第1部 《ジョン・ウィリアムズ映画音楽集&「利家とまつ」》
映画『レイダース/失われたアーク<聖櫃>』より「レイダース・マーチ」
映画『未知との遭遇』より
映画『シンドラーのリスト』より
映画『スター・ウォーズ 帝国の逆襲』より
大河ドラマ『利家とまつ』より(作曲:渡辺俊幸)
映画『ハリー・ポッターと賢者の石』より

第2部 《プロムス・イン・ジャパン》
ウォルトン:戴冠式行進曲「王冠」
ボーン・ウィリアムズ:グリーン・スリーブスによる幻想曲
海の歌(クイック・マーチ)
ビートルズ・メドレー(イエスタディ/ペニー・レイン/フール・オン・ザ・ヒル/シー・ラブズ・ユー)
キャント・バイ・ミー・ラブ
『イギリスの海の歌による幻想曲』より「ホーンパイプ」
アーン:ルール・ブリタニア
ホルスト:賛歌「祖国よ私は誓う」
エルガー:行進曲「威風堂々」op.39より 第1番


 第1部がジョン・ウィリアムズの特集だった。オーケストラの編成はわりと小編成だったのだが、とてもバランスがとれていた。圧倒的にたたみかける大音響はなかったのだが、弦の優雅なハーモニーと管楽器の引き締まった響きが心地よく溶け合っていた。ジョン・ウィリアムズ の曲はこのような音にもとても合っていた。
 利家とまつはいらなかったけど、今日コンサートとしては初めて聞いたハリーポッターはチェレスタの音がとっても心地よい響きを出していて楽しめた。

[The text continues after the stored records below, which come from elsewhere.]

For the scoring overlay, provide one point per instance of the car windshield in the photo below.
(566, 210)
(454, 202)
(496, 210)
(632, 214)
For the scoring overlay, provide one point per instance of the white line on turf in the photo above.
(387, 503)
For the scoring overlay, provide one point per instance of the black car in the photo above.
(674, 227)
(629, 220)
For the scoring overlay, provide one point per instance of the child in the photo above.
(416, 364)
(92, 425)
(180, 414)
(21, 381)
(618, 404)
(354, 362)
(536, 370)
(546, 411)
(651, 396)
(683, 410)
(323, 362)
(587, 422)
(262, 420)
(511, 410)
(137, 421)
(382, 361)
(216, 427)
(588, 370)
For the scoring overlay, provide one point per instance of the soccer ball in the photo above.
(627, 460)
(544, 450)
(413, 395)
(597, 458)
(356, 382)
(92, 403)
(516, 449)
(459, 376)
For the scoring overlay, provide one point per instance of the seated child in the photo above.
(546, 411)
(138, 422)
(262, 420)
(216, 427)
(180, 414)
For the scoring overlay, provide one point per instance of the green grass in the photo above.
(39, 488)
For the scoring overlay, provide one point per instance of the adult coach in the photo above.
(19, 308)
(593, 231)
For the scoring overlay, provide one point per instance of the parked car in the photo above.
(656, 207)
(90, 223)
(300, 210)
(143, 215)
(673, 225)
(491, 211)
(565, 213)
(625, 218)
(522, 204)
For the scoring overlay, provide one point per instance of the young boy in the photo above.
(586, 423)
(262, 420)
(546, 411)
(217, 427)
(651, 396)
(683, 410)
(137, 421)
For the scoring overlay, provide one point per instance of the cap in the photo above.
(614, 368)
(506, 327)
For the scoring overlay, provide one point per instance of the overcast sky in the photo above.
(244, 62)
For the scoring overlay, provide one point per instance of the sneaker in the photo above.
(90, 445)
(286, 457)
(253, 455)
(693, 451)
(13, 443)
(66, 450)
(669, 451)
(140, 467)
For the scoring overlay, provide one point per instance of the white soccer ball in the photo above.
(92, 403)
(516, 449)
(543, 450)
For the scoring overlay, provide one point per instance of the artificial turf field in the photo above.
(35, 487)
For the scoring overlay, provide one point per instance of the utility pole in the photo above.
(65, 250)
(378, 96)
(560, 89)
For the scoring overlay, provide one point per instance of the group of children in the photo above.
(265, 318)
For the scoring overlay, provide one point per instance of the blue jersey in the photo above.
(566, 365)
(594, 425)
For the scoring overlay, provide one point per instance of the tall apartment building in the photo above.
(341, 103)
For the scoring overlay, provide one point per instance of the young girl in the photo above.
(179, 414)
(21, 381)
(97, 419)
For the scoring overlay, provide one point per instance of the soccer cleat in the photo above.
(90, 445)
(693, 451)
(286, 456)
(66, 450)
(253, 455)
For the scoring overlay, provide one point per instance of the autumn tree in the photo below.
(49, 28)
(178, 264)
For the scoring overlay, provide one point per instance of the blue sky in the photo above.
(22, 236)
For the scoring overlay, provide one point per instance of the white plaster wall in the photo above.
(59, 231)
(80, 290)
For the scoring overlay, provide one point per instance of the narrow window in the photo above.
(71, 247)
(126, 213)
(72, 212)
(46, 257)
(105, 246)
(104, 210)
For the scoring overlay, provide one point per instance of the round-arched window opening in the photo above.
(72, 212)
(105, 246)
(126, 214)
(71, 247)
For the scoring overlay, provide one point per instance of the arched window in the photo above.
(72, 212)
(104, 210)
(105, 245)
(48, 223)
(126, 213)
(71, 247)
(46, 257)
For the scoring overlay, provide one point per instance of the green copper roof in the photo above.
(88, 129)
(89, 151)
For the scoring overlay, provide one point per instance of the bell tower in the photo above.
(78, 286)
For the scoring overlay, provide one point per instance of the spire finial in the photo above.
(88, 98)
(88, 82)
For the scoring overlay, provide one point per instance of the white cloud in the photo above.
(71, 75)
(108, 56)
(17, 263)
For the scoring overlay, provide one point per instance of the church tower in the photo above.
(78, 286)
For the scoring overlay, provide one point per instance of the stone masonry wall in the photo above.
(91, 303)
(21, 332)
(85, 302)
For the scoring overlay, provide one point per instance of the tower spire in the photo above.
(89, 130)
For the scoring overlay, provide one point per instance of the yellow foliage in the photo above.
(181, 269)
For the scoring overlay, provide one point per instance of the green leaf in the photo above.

 話はコンサートから外れるが、私はポップスオーケストラというものには思いいれがある。中学1年、器楽部に所属していたときコンクール出場のために泊まった四谷の旅館祥平館でのこと。朝、ロビーのテレビでボストン・ポップスのコンサートを放送していた。なぜかバットマンのテーマを演奏していて画面にはバットマンの映像も映っていたような気がする。もともとチューバというわりと大編成でしか出番がない楽器をやっていたせいか、フル編成のオーケストラがこのような曲をコンサートでやっているのを見てすごく興奮したことを覚えている。
 それ以来、アーサー・フィドラーとボストン・ポップスはもとより、スタンリーブラックとロンドンフェスティバルオーケストラ、日本では前田憲男がよくNHKの番組で編曲と指揮をやるようなシチュエーションは胸をわくわくさせて接してきた。

 閑話休題、第2部はいよいよイギリスものだ。これだけのナンバーがプログラムに並ぶだけでもうクラクラとしてくる。ウォルトン!海の歌!!威風堂々!!!
 「ホーンパイプ」は海の歌のテーマがゆっくり始まってだんだんと速くなる例のやつ。会場も手拍子で参加するが、肝心の演奏がよく聞こえない。
 手拍子といえば、本家ロンドンでは会場の前列で立っている聴衆が、曲に合わせてひざを曲げる様子が印象的だ。女王にひざまずくことからきているのだろうか?
 今夜のオーチャードホールではオケのメンバーがユニオンジャックや日の丸をなびかせていて、それに応えるように客席からも多くのユニオンジャックがはためいていた。イギリス大使館関係者? まあ、それもいいだろう。
 ビートルズはまあお遊びという感じだったかな。(ペニー・レインはお気に入りの曲なのでよかったけど)
 ホルストの「祖国よ私は誓う」ってどんな曲だろうと思っていたら、木星のメロディーだった。(大昔、土曜ワイドの前身番組、土曜映画劇場のエンディングテーマに使われてた部分...古い)

 そうこうしているうちに、ラストの威風堂々になってしまった。さすがに演奏しなれているという感じで、「どうだ、これが英国だ!」とステージ全体がオーラを放っていた。好きだなあ、英国ぷんぷんの雰囲気。

 コンサートに行くのはずいぶん久しぶりだったので今夜はとても新鮮な気持ちで聞けた。実は当日はゲルギエフのサントリーホールでの公演があったのだが、チケット売り切れでこちらにしたのだ。しかし、とっても楽しめたよ。